In terms of sodium reduction, Dr. Williams in his article in the New England Journal of Medicine stated that only 10% of hypertensive people are in fact responders in terms of lowering blood pressure in response to sodium reduction.
Other strategies such as weight loss, exercise, and smoking cessation are definately to be undertaken. However, it should not be viewed as the only treatment. The emphasis on drugs is placed on patients who have diabetes, and are therefore in a much higher risk area for having coronary artery disease than those who do not have this underlying metabolic disorder.
Medication Has Its Place
Diabetes often cannot be treated solely with exercise and diet. Medication is necessary and this may relate to the time of diagnosis or duration of the disease prior to diagnosis.
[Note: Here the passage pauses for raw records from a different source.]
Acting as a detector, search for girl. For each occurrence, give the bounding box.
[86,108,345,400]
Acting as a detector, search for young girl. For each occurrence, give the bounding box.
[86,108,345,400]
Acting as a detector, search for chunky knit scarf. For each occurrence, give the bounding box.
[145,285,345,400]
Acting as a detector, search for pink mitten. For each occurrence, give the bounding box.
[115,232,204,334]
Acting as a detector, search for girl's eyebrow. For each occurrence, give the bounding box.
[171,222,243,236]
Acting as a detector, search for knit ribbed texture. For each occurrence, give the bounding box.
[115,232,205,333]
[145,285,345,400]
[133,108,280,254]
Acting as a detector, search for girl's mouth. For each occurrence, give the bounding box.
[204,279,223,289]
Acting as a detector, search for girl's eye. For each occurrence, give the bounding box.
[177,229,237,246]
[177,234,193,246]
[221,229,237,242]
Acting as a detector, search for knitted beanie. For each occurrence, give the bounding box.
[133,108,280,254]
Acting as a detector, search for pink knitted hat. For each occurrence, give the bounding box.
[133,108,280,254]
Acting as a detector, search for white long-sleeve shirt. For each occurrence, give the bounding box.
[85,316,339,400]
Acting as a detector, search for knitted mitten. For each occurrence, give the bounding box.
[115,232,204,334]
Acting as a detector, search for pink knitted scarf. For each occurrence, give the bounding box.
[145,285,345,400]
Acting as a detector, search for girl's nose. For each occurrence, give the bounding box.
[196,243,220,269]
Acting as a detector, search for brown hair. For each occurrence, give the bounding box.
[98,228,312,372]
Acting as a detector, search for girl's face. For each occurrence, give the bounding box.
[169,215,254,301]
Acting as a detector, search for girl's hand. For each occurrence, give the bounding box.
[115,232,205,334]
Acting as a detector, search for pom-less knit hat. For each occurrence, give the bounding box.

At the time of the diagnosis of diabetes, 50% of these patients have demonstrable coronary lesions which unfortunately do not respond to conservative treatment strategies.
The justifiable and scientifically valid evolution of a more rigorous and aggressive indication for the primary and secondary prevention of coronary artery disease with lipid lowering therapy has been paralleled by accumulating evidence of the potency, safety, and tolerability of the HMG-Co-A reductase inhibitors. These agents assumed a key role as one of the major drug classes for the treatment of lipid disorders in patients who have failed to achieve target levels in spite of dietary modification.
These drugs, as well as others, figure prominently in the reduction of risk for patients whose lipid abnormalities remain refractory in the face of diet and exercise therapy. Rising healthcare costs as noted by Berg are, unfortunately, not the cost of medication but are related to the expense involved in treating the catastrophic outcomes of underlying coronary artery disease, namely stroke, heart attack, peripheral vascular disease, and amputation.
Soldiers Are Not a Good Example
Pictures of soldiers in world wars showing lean body masses may be very attractive; however, soldiers are usually in their second to third decade of life and unfortunately hyperlipidemia and coronary artery disease becomes evident in the fourth, fifth, and sixth decade of life. At that point, underlying metabolic disorders such as diabetes, hyperinsulinemia, and insulin resistance have taken a toll that cannot be reversed by conservative treatment alone.
Drugs have a place in medicine, but more importantly, they have a place in the prevention of disease, and their role in reducing the incidence of death from myocardial infarction has been clearly demonstrated by means of multiple studies that are now accepted as standards of care. Failure to treat a patient who has high-risk disease with medication that will result in a reduction of the incidence of death in the relatively near future is tantamount to poor treatment.
The Goal of Medicine
While the Hippocratic Oath states that we should do no harm, clearly the use of medication in the prevention of disease is not harming the patient, but actually treating and preventing illness. The first goal of medicine is the prevention of disease.